The unrest later spread to Arab neighborhoods of east Jerusalem and to the West Bank, where they continued Tuesday with thousands hurling rocks and clashing with Israeli troops.
Many Palestinians believe that Israel is trying to expand a Jewish presence at the site. Netanyahu denies the claims, describing them as slander aimed at inciting Arabs to violence. He has also accused Palestinian President Mahmoud Abbas of personally inciting by spreading lies and refusing to condemn the recent attacks.
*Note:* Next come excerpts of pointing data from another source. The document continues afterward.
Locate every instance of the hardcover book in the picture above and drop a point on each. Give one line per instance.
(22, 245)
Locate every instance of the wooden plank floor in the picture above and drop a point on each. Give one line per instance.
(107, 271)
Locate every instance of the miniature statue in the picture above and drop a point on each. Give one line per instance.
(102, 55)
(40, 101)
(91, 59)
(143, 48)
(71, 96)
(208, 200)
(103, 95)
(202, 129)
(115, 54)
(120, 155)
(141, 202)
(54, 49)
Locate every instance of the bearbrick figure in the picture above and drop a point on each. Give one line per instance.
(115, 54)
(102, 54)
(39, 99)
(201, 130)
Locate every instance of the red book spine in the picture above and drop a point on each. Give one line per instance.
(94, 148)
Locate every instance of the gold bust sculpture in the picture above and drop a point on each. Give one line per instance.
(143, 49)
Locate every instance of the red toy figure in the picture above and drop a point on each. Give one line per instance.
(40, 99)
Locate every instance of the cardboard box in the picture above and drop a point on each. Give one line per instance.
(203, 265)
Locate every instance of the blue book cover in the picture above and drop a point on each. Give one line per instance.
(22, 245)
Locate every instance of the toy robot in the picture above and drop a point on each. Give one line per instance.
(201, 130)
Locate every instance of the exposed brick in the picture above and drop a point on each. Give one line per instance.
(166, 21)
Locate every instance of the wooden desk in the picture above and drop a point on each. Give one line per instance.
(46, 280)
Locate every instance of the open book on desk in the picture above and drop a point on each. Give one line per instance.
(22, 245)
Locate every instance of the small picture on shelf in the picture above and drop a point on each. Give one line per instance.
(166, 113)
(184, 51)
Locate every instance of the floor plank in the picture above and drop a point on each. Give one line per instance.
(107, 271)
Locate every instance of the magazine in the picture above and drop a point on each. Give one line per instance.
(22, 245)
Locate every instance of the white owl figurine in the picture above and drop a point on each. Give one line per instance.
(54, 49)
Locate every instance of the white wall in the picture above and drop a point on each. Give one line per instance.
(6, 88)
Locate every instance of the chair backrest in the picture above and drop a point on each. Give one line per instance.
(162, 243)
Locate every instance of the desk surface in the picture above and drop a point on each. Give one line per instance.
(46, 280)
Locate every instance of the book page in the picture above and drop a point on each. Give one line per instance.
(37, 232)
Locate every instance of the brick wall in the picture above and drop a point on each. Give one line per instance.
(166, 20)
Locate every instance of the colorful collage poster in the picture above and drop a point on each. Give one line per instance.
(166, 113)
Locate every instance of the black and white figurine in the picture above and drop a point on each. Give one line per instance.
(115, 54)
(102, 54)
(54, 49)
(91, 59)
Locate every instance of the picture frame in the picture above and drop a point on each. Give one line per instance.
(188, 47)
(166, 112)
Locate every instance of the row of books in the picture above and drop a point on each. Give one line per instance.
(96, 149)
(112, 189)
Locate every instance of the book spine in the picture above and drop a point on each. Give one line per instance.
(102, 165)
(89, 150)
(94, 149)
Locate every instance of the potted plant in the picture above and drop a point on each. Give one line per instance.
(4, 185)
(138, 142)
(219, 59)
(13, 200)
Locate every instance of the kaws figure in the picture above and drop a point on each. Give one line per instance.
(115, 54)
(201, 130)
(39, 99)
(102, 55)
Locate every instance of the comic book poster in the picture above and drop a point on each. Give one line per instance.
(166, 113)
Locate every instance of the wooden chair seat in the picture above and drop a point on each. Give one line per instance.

Abbas on Tuesday said he had no interest in an "escalation" and was ready to talk with Israel. At a meeting of top Palestinian officials, Abbas said he has told the Israelis the Palestinians don't want "military and security escalations."
He said the message has been delivered to Palestinian security forces and activists but added that, "at the same time, we will protect ourselves."
In a related development, Israel Radio reported Tuesday that it had obtained official Palestinian government documents confirming hundreds of thousands of dollars in payments to prisoners convicted in some of the deadliest attacks on Israelis.
Palestinians have long acknowledged paying support to the families of prisoners held by Israel, but payments personally to prisoners convicted in deadly attacks have never been made public.
Israel Radio claims the documents show hefty sums given to those serving multiple life sentences in Israeli prisons, including Hamas militants behind suicide bombings that killed dozens of Israelis.
Israeli officials said the money trail was another sign of Palestinian encouragement of violence.
Ashraf al-Ajrami, a former Palestinian minister for prisoners, confirmed the report, saying the prisoners are "heroes" and that the money is for the wellbeing of their families.
This story has been corrected to show that five people were killed in the synagogue attack last year, not seven.